Тишину нарушает старуха, издав еще один смешок. Дэн откашливается.
– Две маленькие порции рыбы и большую картошку, пожалуйста, – заказывает он Рою. Тот кивает с таким видом, словно последних нескольких минут не было вообще.
– Пять минут, и будет готово, – тихим голосом отвечает Рой, и мы занимаем столик в противоположном углу кафе, как можно дальше от страшной старухи, от одного вида которой мурашки бегут по коже. Приемная мать Элли заказывает еду девочкам, а затем идет к нам.
– Я просто хотела вас поблагодарить за то, что дали отпор этой ужасной женщине. – Она выглядит усталой, почти деморализованной и опустошенной. Волосы мышиного цвета зачесаны назад и стянуты в неаккуратный хвост, некоторые пряди торчат под странными углами, словно это ее чуть не сбила машина. – И, очевидно, за то, что не сбили ее дочь, – добавляет женщина, словно эта запоздалая мысль только что пришла ей в голову.

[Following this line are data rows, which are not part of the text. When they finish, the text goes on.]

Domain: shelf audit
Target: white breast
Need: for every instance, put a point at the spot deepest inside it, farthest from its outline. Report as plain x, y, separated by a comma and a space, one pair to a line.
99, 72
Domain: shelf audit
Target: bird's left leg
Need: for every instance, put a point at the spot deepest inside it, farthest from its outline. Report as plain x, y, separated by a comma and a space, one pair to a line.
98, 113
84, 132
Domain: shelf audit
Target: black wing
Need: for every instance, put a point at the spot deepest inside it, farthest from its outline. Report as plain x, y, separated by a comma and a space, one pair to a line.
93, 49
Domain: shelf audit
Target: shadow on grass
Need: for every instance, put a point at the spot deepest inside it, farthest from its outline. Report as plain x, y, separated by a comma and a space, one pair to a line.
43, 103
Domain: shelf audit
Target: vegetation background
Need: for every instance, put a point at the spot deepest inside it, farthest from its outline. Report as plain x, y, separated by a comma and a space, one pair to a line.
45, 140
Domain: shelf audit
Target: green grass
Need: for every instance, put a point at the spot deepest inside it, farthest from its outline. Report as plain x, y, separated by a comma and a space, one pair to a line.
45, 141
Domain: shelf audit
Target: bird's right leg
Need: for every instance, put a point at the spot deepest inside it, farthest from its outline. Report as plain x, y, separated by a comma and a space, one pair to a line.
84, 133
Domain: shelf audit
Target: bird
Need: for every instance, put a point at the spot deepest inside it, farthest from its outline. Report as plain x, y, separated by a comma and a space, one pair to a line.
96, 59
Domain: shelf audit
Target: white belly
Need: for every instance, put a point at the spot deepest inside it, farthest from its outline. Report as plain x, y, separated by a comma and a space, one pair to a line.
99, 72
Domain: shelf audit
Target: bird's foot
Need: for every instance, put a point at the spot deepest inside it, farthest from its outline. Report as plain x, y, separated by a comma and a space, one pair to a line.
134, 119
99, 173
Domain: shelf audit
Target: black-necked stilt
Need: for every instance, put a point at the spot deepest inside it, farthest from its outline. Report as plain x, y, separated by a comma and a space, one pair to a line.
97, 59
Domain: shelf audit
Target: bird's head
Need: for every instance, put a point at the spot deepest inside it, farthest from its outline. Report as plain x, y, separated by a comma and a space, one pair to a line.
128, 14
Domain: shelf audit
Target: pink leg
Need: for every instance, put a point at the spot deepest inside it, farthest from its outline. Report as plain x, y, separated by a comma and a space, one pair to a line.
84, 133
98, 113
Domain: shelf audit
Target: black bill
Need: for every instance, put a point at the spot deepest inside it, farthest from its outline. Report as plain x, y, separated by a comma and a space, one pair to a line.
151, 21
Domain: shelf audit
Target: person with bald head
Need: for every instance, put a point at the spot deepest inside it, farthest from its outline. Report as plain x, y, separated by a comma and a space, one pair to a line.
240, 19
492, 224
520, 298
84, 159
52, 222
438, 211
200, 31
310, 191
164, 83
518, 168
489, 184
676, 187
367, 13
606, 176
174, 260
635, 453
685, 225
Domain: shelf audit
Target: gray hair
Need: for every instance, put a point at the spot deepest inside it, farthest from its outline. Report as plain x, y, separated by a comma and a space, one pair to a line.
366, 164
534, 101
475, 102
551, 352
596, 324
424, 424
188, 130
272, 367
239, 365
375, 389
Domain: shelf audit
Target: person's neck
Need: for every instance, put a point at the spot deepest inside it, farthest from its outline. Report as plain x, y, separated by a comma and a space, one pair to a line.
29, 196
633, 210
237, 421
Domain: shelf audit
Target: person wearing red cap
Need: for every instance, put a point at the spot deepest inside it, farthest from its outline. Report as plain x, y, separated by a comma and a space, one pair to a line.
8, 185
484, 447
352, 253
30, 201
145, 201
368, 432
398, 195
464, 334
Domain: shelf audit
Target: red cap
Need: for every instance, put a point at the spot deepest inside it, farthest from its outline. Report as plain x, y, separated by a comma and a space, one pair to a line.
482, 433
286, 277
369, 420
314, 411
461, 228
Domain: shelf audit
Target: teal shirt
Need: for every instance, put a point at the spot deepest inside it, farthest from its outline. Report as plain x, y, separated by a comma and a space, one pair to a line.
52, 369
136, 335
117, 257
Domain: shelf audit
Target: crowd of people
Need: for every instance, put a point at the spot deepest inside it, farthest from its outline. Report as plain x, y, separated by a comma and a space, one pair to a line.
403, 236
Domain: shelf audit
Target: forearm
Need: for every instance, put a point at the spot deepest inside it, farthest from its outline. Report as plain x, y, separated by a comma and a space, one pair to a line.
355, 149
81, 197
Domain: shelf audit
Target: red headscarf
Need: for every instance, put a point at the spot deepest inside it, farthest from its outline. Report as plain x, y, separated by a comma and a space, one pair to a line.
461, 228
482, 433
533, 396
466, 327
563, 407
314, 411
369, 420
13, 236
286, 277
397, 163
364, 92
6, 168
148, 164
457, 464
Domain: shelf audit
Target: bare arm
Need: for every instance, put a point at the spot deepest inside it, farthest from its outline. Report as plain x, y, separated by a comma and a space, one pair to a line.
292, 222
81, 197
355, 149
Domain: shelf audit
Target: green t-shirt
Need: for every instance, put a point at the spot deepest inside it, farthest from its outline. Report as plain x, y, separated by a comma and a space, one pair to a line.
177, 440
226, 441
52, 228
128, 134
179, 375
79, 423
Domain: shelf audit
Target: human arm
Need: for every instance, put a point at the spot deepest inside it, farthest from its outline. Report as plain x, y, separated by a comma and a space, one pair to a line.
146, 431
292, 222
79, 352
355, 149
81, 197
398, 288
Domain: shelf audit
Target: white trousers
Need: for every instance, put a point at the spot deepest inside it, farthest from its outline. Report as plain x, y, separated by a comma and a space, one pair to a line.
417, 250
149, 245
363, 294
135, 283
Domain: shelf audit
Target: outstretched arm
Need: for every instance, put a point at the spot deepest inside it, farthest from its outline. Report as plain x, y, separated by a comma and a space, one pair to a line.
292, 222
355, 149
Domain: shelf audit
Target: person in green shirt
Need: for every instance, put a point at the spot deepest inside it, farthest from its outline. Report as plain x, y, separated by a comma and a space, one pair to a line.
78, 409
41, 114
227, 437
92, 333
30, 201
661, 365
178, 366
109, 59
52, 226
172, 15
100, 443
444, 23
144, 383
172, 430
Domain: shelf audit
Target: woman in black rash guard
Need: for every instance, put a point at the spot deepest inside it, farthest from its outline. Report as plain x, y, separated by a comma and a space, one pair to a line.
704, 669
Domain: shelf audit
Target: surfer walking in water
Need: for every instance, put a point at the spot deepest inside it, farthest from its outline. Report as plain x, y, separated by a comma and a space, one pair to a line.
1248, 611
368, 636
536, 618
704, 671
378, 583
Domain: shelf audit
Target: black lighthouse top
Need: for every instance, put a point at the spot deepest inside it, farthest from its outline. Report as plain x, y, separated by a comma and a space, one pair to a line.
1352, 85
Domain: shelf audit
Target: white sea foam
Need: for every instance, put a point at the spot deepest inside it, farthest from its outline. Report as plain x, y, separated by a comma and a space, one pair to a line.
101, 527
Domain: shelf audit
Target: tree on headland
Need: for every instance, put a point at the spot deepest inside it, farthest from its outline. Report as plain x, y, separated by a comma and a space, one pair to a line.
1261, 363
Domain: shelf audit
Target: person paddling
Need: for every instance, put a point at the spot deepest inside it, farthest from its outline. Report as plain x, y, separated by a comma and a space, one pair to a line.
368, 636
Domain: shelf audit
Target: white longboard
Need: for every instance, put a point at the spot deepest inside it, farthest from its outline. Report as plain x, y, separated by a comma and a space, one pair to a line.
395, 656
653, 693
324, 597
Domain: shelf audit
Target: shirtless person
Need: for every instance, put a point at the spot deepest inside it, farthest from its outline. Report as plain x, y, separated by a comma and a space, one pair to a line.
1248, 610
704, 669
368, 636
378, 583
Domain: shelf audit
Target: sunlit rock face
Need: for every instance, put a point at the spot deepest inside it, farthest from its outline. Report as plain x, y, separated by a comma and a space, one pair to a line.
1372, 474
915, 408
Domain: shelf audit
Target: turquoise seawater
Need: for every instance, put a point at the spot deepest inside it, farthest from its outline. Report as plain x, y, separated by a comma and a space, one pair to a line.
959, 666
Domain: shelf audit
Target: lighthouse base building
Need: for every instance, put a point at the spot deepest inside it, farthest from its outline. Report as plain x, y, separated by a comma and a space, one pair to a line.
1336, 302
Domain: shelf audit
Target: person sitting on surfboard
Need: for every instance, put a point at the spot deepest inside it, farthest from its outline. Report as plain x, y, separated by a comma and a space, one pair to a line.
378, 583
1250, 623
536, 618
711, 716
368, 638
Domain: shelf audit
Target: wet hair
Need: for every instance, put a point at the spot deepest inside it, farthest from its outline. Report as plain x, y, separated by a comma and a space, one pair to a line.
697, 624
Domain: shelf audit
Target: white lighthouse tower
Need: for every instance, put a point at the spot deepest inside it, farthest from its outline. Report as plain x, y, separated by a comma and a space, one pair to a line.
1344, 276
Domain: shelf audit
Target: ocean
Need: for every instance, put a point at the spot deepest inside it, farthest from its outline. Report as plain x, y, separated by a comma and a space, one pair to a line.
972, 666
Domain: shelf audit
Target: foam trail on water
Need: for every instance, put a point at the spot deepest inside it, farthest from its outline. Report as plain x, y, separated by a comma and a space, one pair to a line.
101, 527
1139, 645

– Не беспокойтесь. – Я улыбаюсь ей и надеюсь, что моя улыбка выражает заботу и сочувствие и женщина не посчитает меня помешанной. Она знает, чтó люди говорят про Элли? «Этой девчонке не нужно к вам прикасаться, чтобы что-то сотворить». – Надеюсь, с тобой все в порядке?
Я адресую вопрос Элли, которая стоит, уставившись в пол. Она не двигается. Вторая девочка толкает ее в бок, но та снова не двигается, и старшая тихо отвечает:
– Спасибо, с ней все в порядке.
Дэн фыркает, и я бросаю на него гневный взгляд. Сидевшая в углу серая женщина все это время наблюдала за нами за всеми. Она встает, шаркая ногами.
– Миссис Эванс, – Элли поднимает голову и обращается к удаляющейся спине старухи тихим голосом, четко произнося слова. Я впервые слышу, как она говорит, и ее слова звучат неестественно.
Женщина медлит, словно ей не хочется смотреть на девочку. В конце концов она поворачивается и смотрит Элли прямо в лицо.
– Вам на самом деле не следует врать. В старые времена вам бы вырезали язык.